Ama bütün bu olumsuz koşullar karşın;
-Yeni bir rejimi yani “tek parti tek adam rejimi”ni tarif eden, bu anlamıyla da Anayasa’nın esasına ilişkin gündeme gelen böylesi bir değişikliğin; OHAL koşullarında, ülkenin KHK’larla ve Terörle Mücadele Yasası’yla yönetildiği koşullarda yapılmasının ne demokratik temayüllere uygun ne ahlaki ne de yapılacak değişikliğe meşruiyet kazandıramayacağı ortadadır.

- “Başkanlık sistemi” diye getirilen (Partili Cumhurbaşkanlığı sistemi de deniyor) sistemin, az çok demokrasiden söz edilen her yerde olmazsa olmaz olan “kuvvetler ayrılığı” ilkesini reddeden, yürütme, yasama, yargı gücünü tek kişide toplayan, o kişiyi aynı zamanda partinin de lideri yapan, böylece aynı zamanda tek parti diktatörlüğüne de kapıları açan bir sistem olduğu ve böylesi bir sistemin Türkiye için bir karşı devrim olduğu doğru ve etkili bir biçimde anlatılabilirse; AKP-MHP etrafında oluşturulmak istenen “evet ittifakı”nın alt edilmesi hiç de olanaksız değildir.
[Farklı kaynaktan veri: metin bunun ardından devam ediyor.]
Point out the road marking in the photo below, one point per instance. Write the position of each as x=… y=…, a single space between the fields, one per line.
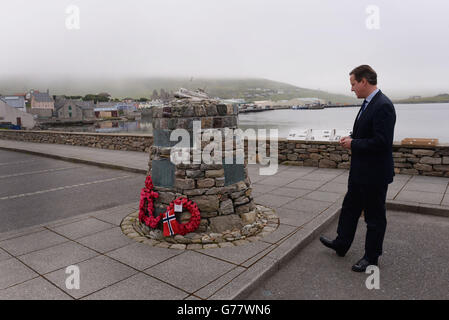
x=34 y=172
x=63 y=188
x=16 y=162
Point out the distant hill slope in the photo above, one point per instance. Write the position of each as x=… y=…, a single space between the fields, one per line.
x=441 y=98
x=248 y=89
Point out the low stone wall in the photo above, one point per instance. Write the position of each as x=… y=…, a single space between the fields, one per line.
x=112 y=141
x=416 y=160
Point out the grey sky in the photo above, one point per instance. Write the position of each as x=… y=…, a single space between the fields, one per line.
x=311 y=44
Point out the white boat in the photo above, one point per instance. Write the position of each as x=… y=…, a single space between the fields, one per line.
x=301 y=134
x=318 y=134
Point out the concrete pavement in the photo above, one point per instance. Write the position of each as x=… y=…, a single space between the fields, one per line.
x=306 y=199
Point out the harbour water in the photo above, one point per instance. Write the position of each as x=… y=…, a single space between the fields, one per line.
x=412 y=121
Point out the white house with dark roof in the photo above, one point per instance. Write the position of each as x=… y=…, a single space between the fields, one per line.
x=69 y=109
x=17 y=102
x=42 y=104
x=15 y=116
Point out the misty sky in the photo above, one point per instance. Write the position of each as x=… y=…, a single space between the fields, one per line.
x=312 y=44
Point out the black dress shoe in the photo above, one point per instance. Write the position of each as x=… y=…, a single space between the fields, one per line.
x=330 y=244
x=362 y=264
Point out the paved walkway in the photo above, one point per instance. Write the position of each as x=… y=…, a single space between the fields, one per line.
x=306 y=199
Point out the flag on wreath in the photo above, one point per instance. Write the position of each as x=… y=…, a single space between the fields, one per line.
x=170 y=223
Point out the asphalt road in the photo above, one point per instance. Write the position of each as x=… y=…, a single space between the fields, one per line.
x=413 y=266
x=36 y=190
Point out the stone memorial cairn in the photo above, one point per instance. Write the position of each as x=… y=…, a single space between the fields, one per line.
x=221 y=191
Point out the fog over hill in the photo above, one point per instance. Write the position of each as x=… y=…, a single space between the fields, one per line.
x=250 y=89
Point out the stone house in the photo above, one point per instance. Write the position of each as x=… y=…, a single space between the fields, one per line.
x=15 y=101
x=42 y=104
x=77 y=110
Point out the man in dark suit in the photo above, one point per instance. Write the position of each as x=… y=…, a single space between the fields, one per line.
x=371 y=169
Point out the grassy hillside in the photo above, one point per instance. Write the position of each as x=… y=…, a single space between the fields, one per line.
x=248 y=89
x=441 y=98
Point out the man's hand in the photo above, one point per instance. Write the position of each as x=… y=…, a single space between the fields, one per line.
x=345 y=142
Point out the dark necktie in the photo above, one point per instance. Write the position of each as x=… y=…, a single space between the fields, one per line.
x=363 y=109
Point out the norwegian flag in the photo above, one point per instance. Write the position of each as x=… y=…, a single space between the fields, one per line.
x=170 y=223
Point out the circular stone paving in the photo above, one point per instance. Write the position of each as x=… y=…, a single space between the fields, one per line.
x=266 y=222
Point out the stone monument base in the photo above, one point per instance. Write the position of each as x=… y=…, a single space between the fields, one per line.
x=265 y=221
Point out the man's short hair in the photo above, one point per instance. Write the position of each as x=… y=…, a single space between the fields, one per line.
x=365 y=71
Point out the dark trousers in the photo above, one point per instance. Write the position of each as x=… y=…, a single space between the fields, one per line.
x=371 y=199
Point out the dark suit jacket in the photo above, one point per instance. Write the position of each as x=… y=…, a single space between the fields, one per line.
x=372 y=144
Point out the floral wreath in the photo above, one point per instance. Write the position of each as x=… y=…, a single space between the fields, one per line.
x=195 y=218
x=146 y=206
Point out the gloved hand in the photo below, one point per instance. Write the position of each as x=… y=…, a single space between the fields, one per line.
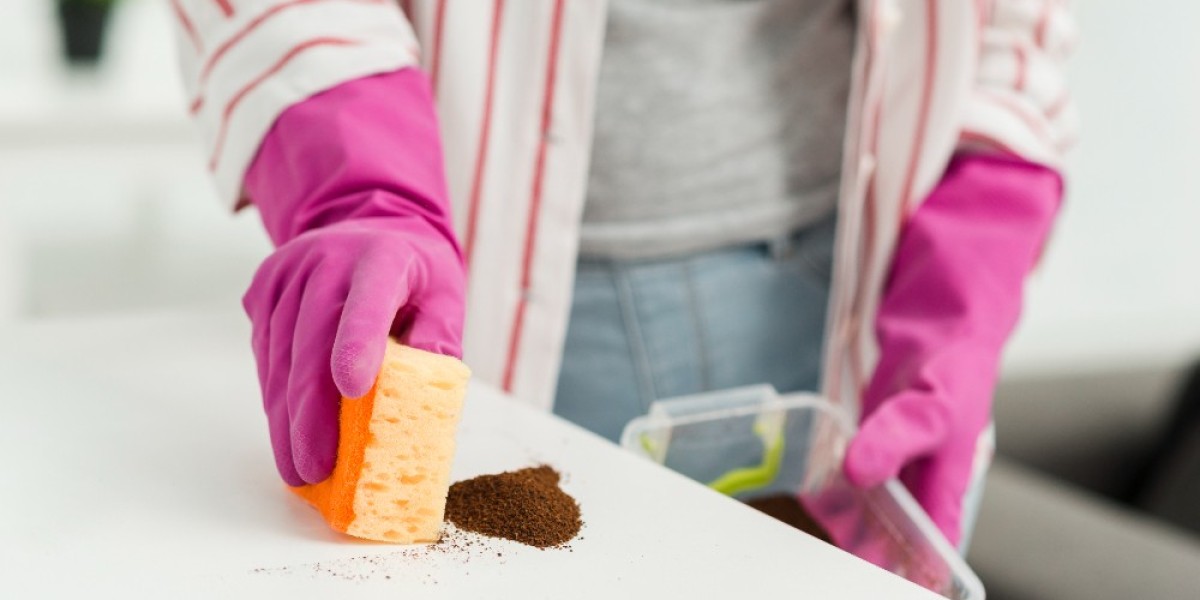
x=352 y=191
x=952 y=300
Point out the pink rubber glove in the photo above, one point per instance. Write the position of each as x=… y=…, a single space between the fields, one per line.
x=352 y=191
x=952 y=300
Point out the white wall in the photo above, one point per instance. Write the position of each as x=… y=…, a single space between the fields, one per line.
x=1121 y=285
x=102 y=184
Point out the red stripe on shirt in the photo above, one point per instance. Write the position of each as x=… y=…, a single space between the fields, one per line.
x=1043 y=27
x=485 y=133
x=535 y=197
x=925 y=99
x=439 y=18
x=258 y=81
x=186 y=24
x=1023 y=66
x=255 y=24
x=1036 y=123
x=975 y=137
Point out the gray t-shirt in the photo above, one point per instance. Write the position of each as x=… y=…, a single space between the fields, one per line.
x=718 y=123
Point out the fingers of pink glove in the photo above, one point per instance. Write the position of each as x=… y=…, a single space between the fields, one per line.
x=281 y=443
x=905 y=427
x=313 y=401
x=433 y=321
x=279 y=371
x=275 y=400
x=378 y=289
x=939 y=485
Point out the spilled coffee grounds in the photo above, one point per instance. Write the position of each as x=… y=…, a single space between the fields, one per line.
x=522 y=505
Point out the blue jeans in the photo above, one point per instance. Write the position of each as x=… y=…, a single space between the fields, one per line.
x=642 y=330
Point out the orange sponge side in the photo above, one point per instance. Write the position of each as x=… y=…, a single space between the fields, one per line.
x=334 y=497
x=395 y=451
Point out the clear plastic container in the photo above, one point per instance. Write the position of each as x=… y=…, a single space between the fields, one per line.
x=751 y=443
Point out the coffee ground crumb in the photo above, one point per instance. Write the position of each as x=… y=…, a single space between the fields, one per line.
x=522 y=505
NASIL BİR REJİM GETİRİLDİĞİNİ HER KESİMDE TARTIŞTIRMAK

Elbette burada Meclisteki tartışmalara müdahale etmek, Meclis kürsüsünü sonuna kadar kullanarak getirilmek istenen rejimin halk tarafından anlaşılmasını sağlamak bakımından vekillere son derece önemli görevler düşmektedir. Ama, AKP-MHP’nin nasıl bir sistem, nasıl bir rejim getirmek istediklerini kamuoyunda, işçilere, emekçilere, bütün halk kesimlerine anlatmak, bu kesimler içinde paneller, konferanslar, mitingler,...düzenlemek, çeşitli tartışmalar açmak, halkın çeşitli kitlesel etkinliklerle kendi taleplerini ifade edebilecekleri platformlar açmak son derece önemli olacaktır. Üstelik bu çalışmalar AKP ve MHP’nin etkisindeki kesimler içinde de yapılabildiği, “Sen MHP’lisin, AKP’lisin öyleyse ‘evet’çisin” gibi bir ön yargıya kapılmadan; komşuluk, hemşehrilik, iş arkadaşlığı, sınıf kardeşliği,...her imkanı değerlendirerek yapıldığı ölçüde referandumdan başarıyla çıkmak mümkün olacaktır. Elbette bu çalışmayı, “Hele bir Meclis’ten çıksın da sonra yaparız” gibi bir beklenticiliğe düşmeden başlatmanın ayrıca çok önemli olduğunu unutmadan!